ABSTRACT

This essay recounts the author’s meandering journey from an initial desire to write a social history and ethnography of the various “autochthon” groups that made up the ranks of Assam tea labour in northeast India through to his eventual construction of rather distinct pasts of plantation worlds in the region. In the latter, forests, disease environments (for humans and tea plants), and agrarian ideology took centre stage alongside structural features such as labour regulation, legal regimes, and political context. Chakrabarty’s first book Rethinking Working-Class History, with its emphasis on the terms of culture and consciousness in the history of jute-mill workers, played a critical role in this shift. The essay admits that Chakrabarty’s work left both culture and consciousness as inadequately defined and conceptually underdeveloped, such that tendentious readings of the book persist into the present. At the same time, the author equally asserts that Chakrabarty’s critical challenge resided in his insistence that to relegate culture as either exceptional or antecedent to capital betokened the in-egalitarian and illiberal historical logic of Marxist materialism, and labour historians’ use of the same. The ramifications of this latter stance for writing global histories of modernity, rights, and democracy were enormous. Indeed, the author himself took the concept of culture in a distinct direction by using culture as a “heuristic tool” in order to unravel an entire ensemble of relationships of production and reproduction – associations and entanglements, meanings and practices, which were material, affective, and ideational.
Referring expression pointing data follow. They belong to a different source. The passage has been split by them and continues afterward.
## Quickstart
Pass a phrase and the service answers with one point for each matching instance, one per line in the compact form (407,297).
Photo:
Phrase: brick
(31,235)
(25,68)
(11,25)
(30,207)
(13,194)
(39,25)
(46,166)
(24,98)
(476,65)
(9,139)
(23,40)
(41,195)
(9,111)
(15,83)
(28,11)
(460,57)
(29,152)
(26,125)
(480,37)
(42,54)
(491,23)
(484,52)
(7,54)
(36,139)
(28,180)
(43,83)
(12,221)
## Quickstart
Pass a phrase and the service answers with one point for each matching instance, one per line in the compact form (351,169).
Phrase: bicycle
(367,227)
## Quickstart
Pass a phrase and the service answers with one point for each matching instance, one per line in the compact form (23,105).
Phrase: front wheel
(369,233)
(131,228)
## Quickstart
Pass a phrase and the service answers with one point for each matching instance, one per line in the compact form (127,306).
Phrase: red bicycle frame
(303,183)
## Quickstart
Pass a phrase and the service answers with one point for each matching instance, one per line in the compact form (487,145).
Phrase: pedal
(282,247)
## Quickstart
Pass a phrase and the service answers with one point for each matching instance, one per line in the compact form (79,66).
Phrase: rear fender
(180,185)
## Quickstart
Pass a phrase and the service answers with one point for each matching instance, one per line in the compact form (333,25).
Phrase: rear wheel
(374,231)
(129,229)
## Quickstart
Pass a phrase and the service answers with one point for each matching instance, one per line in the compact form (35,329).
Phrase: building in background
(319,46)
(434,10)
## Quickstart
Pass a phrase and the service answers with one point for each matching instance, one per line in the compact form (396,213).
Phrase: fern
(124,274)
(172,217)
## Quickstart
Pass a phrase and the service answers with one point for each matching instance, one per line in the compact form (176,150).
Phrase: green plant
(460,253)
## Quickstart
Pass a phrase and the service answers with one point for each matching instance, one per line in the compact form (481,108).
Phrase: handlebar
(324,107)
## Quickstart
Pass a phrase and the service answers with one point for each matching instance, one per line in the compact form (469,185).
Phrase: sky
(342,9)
These extended from the Whig ideology of agrarian “improvement” that underpinned Assam’s tea venture through to the enterprise’s use and abuse of law; and they ranged from the ways in which ecologies were transformed and trashed to make way for tea through to human and nonhuman epidemiologies that the crop created and conditioned. It is in these ways that the author came to write a history of tea’s political economy in Assam that conjoined the material, the ideological, and the environmental.